Appendix B. Orthogonal Polynomials

B.1 Definition

 Given an interval $[a, b]$ and a non-negative weight $w(x)$, a sequence $\{\phi_0, \phi_1, \phi_2, \ldots\}$ of polynomials is called an orthogonal polynomial sequence with respect to $w(x)$ if

$$\langle \phi_i, \phi_j \rangle_w := \int_a^b \phi_i(x)\,\phi_j(x)\,w(x)\,dx = h_i\,\delta_{ij}$$

 where $h_i > 0$ are normalization constants and $\delta_{ij}$ is the Kronecker delta. If $h_i = 1$, the system is orthonormal.

B.2 Key Properties

(1) Three-term recurrence. Every orthogonal polynomial system satisfies a recurrence of the form

$$\phi_{n+1}(x) = (A_n x + B_n)\,\phi_n(x) – C_n\,\phi_{n-1}(x)$$

 which makes evaluation numerically stable and efficient.

(2) Distribution of zeros. $\phi_n(x)$ has exactly $n$ simple real zeros inside $[a, b]$, which serve as the nodes of Gaussian quadrature.

(3) Best approximation. In the $L^2_w$ norm, the best polynomial approximation of $f$ of degree at most $n$ is

$$f_n^*(x) = \sum_{k=0}^n \frac{\langle f, \phi_k \rangle_w}{h_k}\,\phi_k(x)$$

 each coefficient determined independently of the others — the orthogonal projection.

B.3 Representative Polynomials

NameInterval $[a,b]$Weight $w(x)$Initial Recurrence
Legendre $P_n$$[-1, 1]$$1$$P_0=1, P_1=x$
Chebyshev (1st kind) $T_n$$[-1, 1]$$(1-x^2)^{-1/2}$$T_0=1, T_1=x$
Hermite $H_n$ (probabilists’)$(-\infty, \infty)$$e^{-x^2/2}$$H_0=1, H_1=x$
Laguerre $L_n$$[0, \infty)$$e^{-x}$$L_0=1, L_1=1-x$
Jacobi $P_n^{(\alpha,\beta)}$$[-1, 1]$$(1-x)^\alpha(1+x)^\beta$$P_0=1$
Zernike $Z_n^m(r,\theta)$Unit disk$1$2D, separable in radius and angle

B.4 Wiener-Askey Mapping (Distribution ↔ Orthogonal Polynomial)

DistributionWeight = PDFOrthogonal Polynomial
Gaussian$\propto e^{-x^2/2}$Hermite
Uniform on $[-1,1]$$1/2$Legendre
Gamma / Exponential$\propto e^{-x}$Laguerre
Beta$\propto (1-x)^\alpha(1+x)^\beta$Jacobi
PoissondiscreteCharlier
BinomialdiscreteKrawtchouk

 This mapping (Xiu & Karniadakis 2002) is the basis on which PCE automatically chooses the orthogonal polynomial family that matches the input distribution.

B.5 Why Orthogonal Polynomials Are Powerful in PML

  • Numerical stability: The monomial basis $\{1, x, x^2, \ldots\}$ becomes nearly parallel on $[0,1]$, producing an ill-conditioned Vandermonde regression matrix.

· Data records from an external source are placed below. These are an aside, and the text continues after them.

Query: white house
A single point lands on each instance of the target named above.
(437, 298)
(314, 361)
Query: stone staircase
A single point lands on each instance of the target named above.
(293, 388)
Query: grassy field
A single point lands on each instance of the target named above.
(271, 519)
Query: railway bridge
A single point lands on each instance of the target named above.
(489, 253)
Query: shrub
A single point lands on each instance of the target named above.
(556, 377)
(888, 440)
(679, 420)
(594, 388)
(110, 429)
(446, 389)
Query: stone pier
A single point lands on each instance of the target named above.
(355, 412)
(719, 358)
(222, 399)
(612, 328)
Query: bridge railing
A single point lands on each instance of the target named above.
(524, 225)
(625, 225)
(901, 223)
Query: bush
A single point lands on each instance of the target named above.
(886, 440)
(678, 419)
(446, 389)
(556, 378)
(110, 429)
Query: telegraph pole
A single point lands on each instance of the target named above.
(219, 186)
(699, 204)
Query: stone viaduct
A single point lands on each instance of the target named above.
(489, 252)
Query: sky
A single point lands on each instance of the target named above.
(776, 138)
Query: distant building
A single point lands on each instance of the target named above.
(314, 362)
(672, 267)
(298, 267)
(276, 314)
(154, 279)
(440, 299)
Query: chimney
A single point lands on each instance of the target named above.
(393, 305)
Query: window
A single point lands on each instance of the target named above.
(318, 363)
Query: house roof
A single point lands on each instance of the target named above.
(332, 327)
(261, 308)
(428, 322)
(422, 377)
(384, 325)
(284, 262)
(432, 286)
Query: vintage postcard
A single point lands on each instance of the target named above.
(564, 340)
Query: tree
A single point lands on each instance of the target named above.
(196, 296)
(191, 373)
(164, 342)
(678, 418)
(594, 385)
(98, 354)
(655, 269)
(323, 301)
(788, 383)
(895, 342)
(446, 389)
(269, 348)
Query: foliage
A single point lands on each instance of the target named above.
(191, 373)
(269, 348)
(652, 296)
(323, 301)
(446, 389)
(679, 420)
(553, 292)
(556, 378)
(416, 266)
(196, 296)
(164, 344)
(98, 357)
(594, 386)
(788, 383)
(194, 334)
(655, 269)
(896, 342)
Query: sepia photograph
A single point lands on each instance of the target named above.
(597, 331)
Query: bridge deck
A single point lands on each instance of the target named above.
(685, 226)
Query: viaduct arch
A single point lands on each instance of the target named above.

Orthogonal bases avoid this.
  • Coefficient interpretability: Each coefficient directly represents the strength of its corresponding polynomial mode.
  • Modularity in adding terms: Adding higher-order terms does not alter existing coefficients, enabling adaptive modeling.
  • Variance decomposition: ANOVA-style decomposition follows automatically — Sobol indices and sensitivity analysis become direct.
  • Compatibility with Gaussian quadrature: The zeros of the polynomials serve as quadrature nodes, making integrals and expectations efficient.